Du squat de Moncada, ils sont dix à bénéficier de ces solutions d’hébergement en hôtels ou à l’unité d’urgence Forbin. « Trois femmes, trois hommes et quatre enfants pour le site Moncada. Et à Magallon, 28 personnes dont sept enfants » ont été mis à l’abri, énumère Sylvain Rastoin, le directeur de Sara Logisol qui a réalisé un diagnostic social, début août à la demande de la préfecture.

« Mes équipes se sont rendues au moins deux fois sur place pour les informer sur leurs droits, explique-t-il. Elles étaient encore présentes ce matin. Mais, contrairement à ce qui s’était passé à Kallisté, à la caserne Masséna ou à Corot où il y avait péril, nous n’avons pas souhaité organiser l’accueil en gymnase. Nous ne sommes pas des auxiliaires de justice. Ce n’est pas notre mission que d’assister des propriétaires qui souhaitent récupérer leurs biens ».

Du coup, seul le nombre de personnes mises à l’abri a été rendu public par la préfecture,  38 en tout dont onze enfants. Sur place, selon l’information qui circulait, cette mise à l’abri sera de 16 jours, une durée confirmée par la préfecture. « C’est épouvantable mais jusque-là, au vu des budgets, le maximum était plutôt de dix jours », souligne Sylvain Rastoin.

« Il faut vous organiser et faire une manifestation »

Durant la matinée, d’autres résidents -y compris des femmes seules- arrivent sur place et découvrent que le lieu est désormais fermé. Visiblement, d’autres personnes en situation de vulnérabilité n’ont pas été prises en compte. C’est le cas de Souleymane Mohamed, lui aussi demandeur d’asile d’origine nigériane qui montre un document de l’AP-HM, le présentant comme atteint de tuberculose. « J’ai un traitement que je dois prendre tous les jours et mes cachets sont toujours dans ma chambre », dit-il en pointant du doigt une fenêtre. Après négociations, le vigile s’engage à le laisser entrer, « une fois le calme revenu ».

Une bénévole du collectif Saint-Just passe de l’un à l’autre et s’efforce de répondre aux questions. Elle s’étonne du grand nombre de réfugiés dont les demandes sont toujours en cours d’examen. Ils ne font pourtant pas partie des demandeurs d’asile « dublinés » déjà enregistrés dans un pays d’arrivée – le plus souvent l’Italie – où ils sont censés faire leur demande. « Vous êtes une majorité en demande d’asile classique [par opposition à ceux enregistrés dans un autre pays, ndlr], explique-t-elle en anglais. Cela veut dire que vous avez plus de droits. Il faut vous organiser et faire une manifestation devant la plateforme asile. Vous avez des droits à faire valoir« .
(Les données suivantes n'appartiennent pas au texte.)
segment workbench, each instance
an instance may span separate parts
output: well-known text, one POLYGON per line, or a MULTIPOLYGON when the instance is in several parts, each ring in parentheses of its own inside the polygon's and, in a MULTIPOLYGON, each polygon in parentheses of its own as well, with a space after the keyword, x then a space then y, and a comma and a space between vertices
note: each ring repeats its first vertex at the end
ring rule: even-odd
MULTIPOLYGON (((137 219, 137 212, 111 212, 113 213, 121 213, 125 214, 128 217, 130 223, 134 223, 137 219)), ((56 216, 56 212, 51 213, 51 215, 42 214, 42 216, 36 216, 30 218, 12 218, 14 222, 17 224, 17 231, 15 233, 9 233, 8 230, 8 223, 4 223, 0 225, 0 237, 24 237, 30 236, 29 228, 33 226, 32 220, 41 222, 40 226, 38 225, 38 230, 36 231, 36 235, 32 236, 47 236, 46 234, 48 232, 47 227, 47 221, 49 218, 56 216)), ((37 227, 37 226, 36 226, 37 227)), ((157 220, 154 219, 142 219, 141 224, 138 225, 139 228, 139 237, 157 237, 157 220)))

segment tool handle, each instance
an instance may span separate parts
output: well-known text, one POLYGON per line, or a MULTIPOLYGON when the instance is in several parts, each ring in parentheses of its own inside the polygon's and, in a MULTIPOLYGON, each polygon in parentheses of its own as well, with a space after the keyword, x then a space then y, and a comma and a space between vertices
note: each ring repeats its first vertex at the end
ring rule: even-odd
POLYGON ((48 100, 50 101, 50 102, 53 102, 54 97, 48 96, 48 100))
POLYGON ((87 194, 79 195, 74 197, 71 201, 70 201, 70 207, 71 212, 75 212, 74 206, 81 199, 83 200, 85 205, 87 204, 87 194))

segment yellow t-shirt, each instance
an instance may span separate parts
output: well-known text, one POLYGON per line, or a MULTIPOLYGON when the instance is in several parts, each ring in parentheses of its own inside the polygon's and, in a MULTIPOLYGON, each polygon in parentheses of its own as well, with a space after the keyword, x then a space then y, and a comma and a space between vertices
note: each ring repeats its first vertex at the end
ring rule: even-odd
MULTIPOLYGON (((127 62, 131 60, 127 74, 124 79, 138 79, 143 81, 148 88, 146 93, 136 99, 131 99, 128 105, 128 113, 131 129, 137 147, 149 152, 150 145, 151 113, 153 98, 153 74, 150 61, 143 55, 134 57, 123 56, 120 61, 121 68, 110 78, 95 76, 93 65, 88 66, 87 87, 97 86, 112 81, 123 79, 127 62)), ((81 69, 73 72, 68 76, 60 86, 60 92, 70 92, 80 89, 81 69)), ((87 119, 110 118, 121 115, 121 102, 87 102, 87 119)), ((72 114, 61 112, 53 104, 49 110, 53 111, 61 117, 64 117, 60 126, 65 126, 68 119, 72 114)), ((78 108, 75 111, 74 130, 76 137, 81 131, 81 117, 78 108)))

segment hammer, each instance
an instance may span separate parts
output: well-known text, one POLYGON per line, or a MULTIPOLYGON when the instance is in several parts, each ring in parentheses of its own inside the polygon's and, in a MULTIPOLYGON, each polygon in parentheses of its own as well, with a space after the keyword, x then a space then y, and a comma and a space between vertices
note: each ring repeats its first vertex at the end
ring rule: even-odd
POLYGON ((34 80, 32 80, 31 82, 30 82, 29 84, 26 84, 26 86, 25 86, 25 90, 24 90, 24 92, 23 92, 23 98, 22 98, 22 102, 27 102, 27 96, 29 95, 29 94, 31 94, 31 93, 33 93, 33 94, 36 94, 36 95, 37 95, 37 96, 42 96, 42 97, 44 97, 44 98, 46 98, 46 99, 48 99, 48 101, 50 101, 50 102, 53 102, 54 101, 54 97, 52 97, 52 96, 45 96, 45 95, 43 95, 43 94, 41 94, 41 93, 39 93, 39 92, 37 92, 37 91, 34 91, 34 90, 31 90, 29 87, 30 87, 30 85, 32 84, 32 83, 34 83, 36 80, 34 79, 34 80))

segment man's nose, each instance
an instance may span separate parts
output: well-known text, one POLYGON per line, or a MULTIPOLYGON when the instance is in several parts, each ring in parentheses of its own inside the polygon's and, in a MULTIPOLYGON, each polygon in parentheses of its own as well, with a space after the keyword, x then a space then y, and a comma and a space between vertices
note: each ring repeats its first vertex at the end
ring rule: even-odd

Le discours porte et Vote Roland exhorte ses camarades à s’organiser. « Nous, Nigérians, on est bêtes. On reste entre nous et on ne s’organise pas. Cette fois-ci, il faut se battre. On a des droits ». Autour de lui, certains opinent, sans plus. D’autres partent, à la recherche de nouveaux lieux disponibles, organisant une nouvelle fois leur mise à l’abri à l’ombre de la République.